I know that they regarded the giving away of the caravans as a waste. But I did not want to see them rot before my eye. Better that they be passed on to other people who will make good use of them. The same for the camper van. 

Meanwhile, the geese are digging their own hole in the Courtyard, the builder has dug a huge hole which will be an eventual pond, and the chickens continue to rake the ground over, so it is likely that the Courtyard is going to stay looking a bit grim for a while yet. Not to worry, I shall start taking over little bits of it and plant a few shrubs for next year. The future beckons. 


Food, Fun and Life in the Charente said...

Oh wow, as I have said before I do not know how you have managed with it all. It is a nightmare story to me, but I applaud you that your dream hung in there and that it is now becoming a reality. I am sure you are sorry to see that caravan go but it would have been much worse for you to see it fall apart in front of your eyes.
Take care, enjoy your warm winter and have a great weekend. Diane

Nancy said...

Your journey has been long and fruitful with lots of hard work and inconveniences. The beginnings of your vision is becoming reality. I wish the best to you and your dream comes so true.

Horst in Edmonton said...

Wow, quite the time you and your hubby have had getting your small holding ready for habitation. I hope the future is good to you and Lester. Look forward to more stories of your small stronghold.

SueC said...

great story - good luck with the coming winter - hope everything is cosy for you this year

Vera said...

Diane, I was sorry to see the campervan go, but not the caravan! It was a relief actually and it feels less temporary - as if we are really going to be living here in France!

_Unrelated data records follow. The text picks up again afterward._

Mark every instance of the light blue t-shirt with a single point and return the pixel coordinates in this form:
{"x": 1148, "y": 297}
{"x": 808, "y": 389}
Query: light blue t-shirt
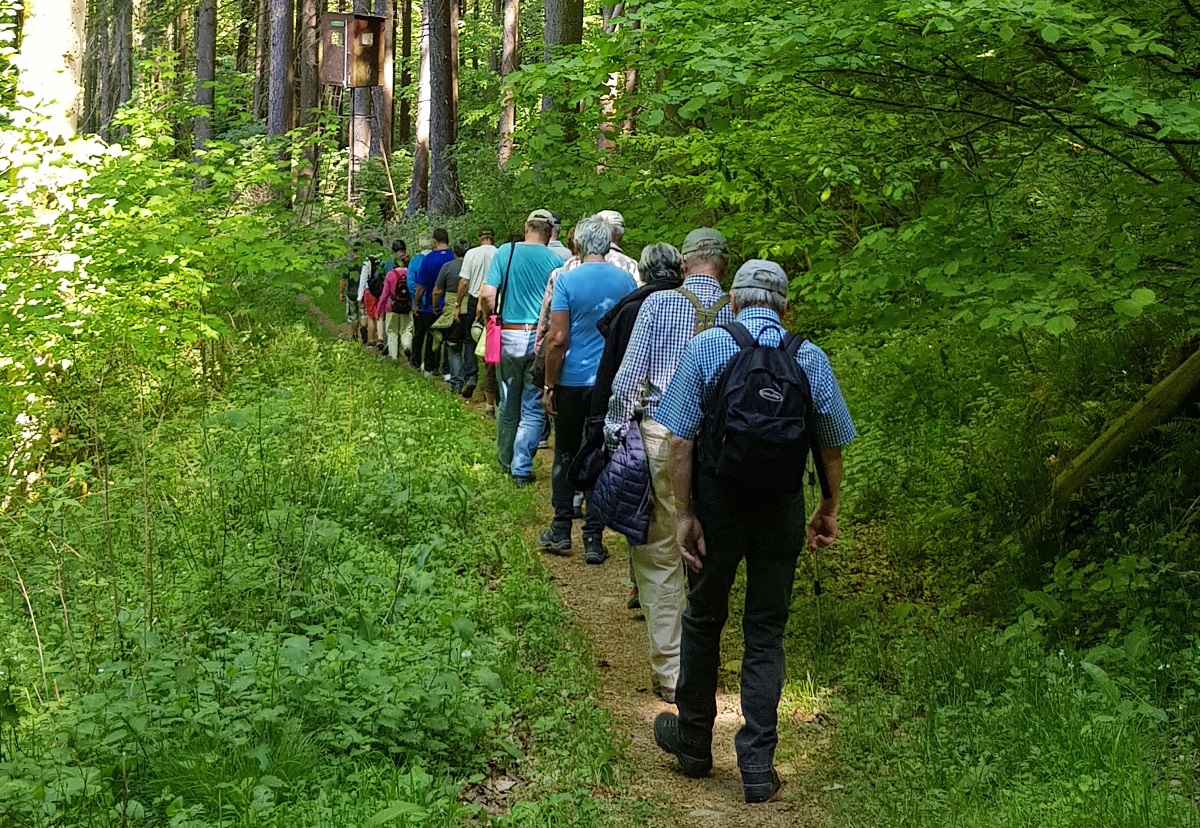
{"x": 532, "y": 265}
{"x": 587, "y": 293}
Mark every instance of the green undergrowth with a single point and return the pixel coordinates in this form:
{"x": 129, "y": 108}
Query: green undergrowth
{"x": 305, "y": 601}
{"x": 967, "y": 665}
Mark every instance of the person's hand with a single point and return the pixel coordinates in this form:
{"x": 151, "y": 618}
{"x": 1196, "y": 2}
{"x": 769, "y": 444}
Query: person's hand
{"x": 822, "y": 529}
{"x": 690, "y": 539}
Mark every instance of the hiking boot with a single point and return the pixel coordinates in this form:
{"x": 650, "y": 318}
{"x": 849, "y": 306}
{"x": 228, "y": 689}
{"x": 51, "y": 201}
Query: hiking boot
{"x": 556, "y": 539}
{"x": 594, "y": 551}
{"x": 761, "y": 786}
{"x": 666, "y": 736}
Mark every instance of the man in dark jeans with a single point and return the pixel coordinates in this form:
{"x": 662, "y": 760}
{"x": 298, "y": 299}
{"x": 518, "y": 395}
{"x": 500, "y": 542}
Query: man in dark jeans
{"x": 424, "y": 349}
{"x": 574, "y": 346}
{"x": 719, "y": 528}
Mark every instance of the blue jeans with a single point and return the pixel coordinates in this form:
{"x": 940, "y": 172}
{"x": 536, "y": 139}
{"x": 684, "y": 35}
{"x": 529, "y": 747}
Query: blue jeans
{"x": 520, "y": 415}
{"x": 771, "y": 538}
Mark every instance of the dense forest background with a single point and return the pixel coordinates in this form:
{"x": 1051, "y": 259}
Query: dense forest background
{"x": 990, "y": 215}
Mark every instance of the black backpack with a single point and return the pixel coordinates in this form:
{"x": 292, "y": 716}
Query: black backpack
{"x": 375, "y": 281}
{"x": 757, "y": 430}
{"x": 401, "y": 300}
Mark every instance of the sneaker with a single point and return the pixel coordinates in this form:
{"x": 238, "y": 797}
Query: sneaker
{"x": 761, "y": 786}
{"x": 666, "y": 736}
{"x": 556, "y": 540}
{"x": 593, "y": 551}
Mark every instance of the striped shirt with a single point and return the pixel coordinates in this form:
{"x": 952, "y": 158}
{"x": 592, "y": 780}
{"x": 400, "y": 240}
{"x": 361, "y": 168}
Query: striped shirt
{"x": 695, "y": 381}
{"x": 665, "y": 325}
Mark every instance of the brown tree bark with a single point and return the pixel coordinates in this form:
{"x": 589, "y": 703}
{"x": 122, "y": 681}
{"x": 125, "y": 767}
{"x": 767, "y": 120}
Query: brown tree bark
{"x": 205, "y": 71}
{"x": 509, "y": 61}
{"x": 445, "y": 197}
{"x": 262, "y": 58}
{"x": 564, "y": 27}
{"x": 309, "y": 48}
{"x": 419, "y": 190}
{"x": 279, "y": 107}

Nancy, Hope you are doing alright as well now you no longer keep your chickens. Nice to connect with you again.

Horst, Hope the future is good for you too now you have your operation. Looking forward to seeing more of your photos!

SueC, Wishing you a cosy winter as well!

Jean said...

My goodness, looking back, do you wonder how you did it? I don't think we could do it, so I take my hat off to you!

Vera said...

Jean, looking back we don't know how we did it either!